Having a baby in itself is time consuming. The feedings, diaper changes, bad naps, colds, colic, teething, doctor visits, sleep deprivation, long stays in the home without getting out much, etc. It can be hard enough in the States where you are comfortable, familiar, and can speak your native language. It’s doubly hard overseas where you may not be as comfortable, where you have less support, no family to come and help, and you may not speak the language as well.
Then, because you had a baby, you are not able to devote much time to language study. You may fall behind. You may be reasonably competent, but you cannot put in the hours required to meet the goals set for you. If you’re lucky, you have a flexible language coach who will work with you.
So, I believe there were cases that happened which prompted this recommendation against pregnancy in the first term for all the reasons I listed above. I suspect there were people who resigned because everything became too much when a baby was added to the mix. I fully believe that I am oversimplifying because I know there are complex and unique situations that lead to resignations. I cannot know them all. I believe others endured a very difficult term and had a baby in the middle of it, which caused them make this recommendation, even though they persevered. Second terms are supposed to be easier when you are competent in the language and you’re comfortable in the host culture (I cannot attest to this since I have yet to serve a second term) so having a baby would be best in the second term. That does make sense. There are others who simply place priority on language study and our calling above enlarging your own family.
I had a baby in my first term, which I am currently serving. My baby was born exactly 9 days after our first anniversary of arriving on the field. I had people who advised me to wait to have a baby. I listened. I thought about it. My husband and I talked. We prayed. We wanted another baby. We had two things going for us: we have served 2 years on the field before (as singles) and this was not our first baby. Therefore, I felt we had realistic expectations of what it’s like to have a baby in our first term as a career couple.
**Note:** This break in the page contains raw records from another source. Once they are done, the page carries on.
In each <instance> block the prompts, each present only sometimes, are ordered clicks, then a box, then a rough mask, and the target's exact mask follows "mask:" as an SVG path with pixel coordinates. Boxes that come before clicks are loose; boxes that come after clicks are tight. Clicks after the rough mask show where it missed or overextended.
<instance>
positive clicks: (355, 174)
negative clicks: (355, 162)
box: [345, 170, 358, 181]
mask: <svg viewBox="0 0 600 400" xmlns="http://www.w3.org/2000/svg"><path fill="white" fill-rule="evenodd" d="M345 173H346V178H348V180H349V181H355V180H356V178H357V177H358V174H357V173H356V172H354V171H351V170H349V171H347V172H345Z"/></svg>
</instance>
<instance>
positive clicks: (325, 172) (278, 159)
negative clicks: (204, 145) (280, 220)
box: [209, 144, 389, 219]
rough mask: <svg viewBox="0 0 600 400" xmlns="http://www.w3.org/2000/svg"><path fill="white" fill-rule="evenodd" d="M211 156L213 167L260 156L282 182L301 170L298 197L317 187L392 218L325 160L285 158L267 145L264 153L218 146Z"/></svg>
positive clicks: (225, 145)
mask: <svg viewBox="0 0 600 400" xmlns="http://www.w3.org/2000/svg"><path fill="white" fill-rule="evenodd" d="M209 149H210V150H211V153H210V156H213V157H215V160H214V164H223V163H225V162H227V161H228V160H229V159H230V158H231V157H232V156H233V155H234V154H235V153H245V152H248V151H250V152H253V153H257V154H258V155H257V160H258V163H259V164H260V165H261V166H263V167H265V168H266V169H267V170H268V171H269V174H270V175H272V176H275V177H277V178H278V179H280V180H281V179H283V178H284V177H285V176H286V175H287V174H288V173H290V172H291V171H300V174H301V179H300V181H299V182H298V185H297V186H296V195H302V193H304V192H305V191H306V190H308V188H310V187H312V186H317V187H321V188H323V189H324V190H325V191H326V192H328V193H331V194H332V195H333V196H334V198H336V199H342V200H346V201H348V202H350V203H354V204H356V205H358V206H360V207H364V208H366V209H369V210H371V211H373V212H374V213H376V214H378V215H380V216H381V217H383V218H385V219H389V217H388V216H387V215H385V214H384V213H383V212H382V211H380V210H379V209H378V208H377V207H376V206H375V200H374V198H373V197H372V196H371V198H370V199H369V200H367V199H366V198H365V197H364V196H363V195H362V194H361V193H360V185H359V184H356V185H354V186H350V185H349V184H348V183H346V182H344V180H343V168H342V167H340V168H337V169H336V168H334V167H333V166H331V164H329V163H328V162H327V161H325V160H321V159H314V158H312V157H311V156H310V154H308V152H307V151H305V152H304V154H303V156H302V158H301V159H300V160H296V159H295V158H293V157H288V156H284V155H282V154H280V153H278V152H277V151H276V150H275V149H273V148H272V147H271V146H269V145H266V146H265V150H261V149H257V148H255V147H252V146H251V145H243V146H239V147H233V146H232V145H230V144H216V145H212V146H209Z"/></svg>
I’m glad we chose to go ahead to have the baby because I am seeing doors open. Prior to this, I was greeted with friendliness at social events, but not much beyond that. My language teacher is part of a clique of women, completely closed to any newcomers. They meet once a month for breakfast and socialize all day. They don’t publicly advertise this because they do not want anyone else to attend. I would see some of these ladies at the Deaf club and hear about their secret meetings. Even after I delicately asked about this monthly event, trying to weasel an invite, I didn’t get invited. Months and months went by.
I became pregnant and the news was received by the Deaf with surprise and congratulations. I could tell the Deaf ladies in my language teacher’s clique were warming up to me as they began to fuss over me throughout my pregnancy. The fact that I was entrusting my prenatal care, my delivery, and subsequent care to their doctors and their hospitals made an enormous impact. I was having my baby in their country. It was an affirmation of their national pride.
After I had my baby, I saw an outpouring of love from these ladies. They came to my home, sometimes in pairs, sometimes in fours, and once, ten came to my house, and they all came bearing gifts. I felt tremendously blessed by their generosity. They love my baby with crazy affection.
Then….after a year and three months, I finally got an invitation to their secret monthly meeting. Only after I had the baby. Maybe my baby’s sweet, toothless smiles were hard to resist.
Having a baby was the best thing, in spite of conventional wisdom, and the doors that opened were well worth all the frantic juggling of language, life, family, and the new baby. I will be able to share the Good News with twenty more Deaf ladies as I have built trust with them by having my baby among them. This definitely has eternal value.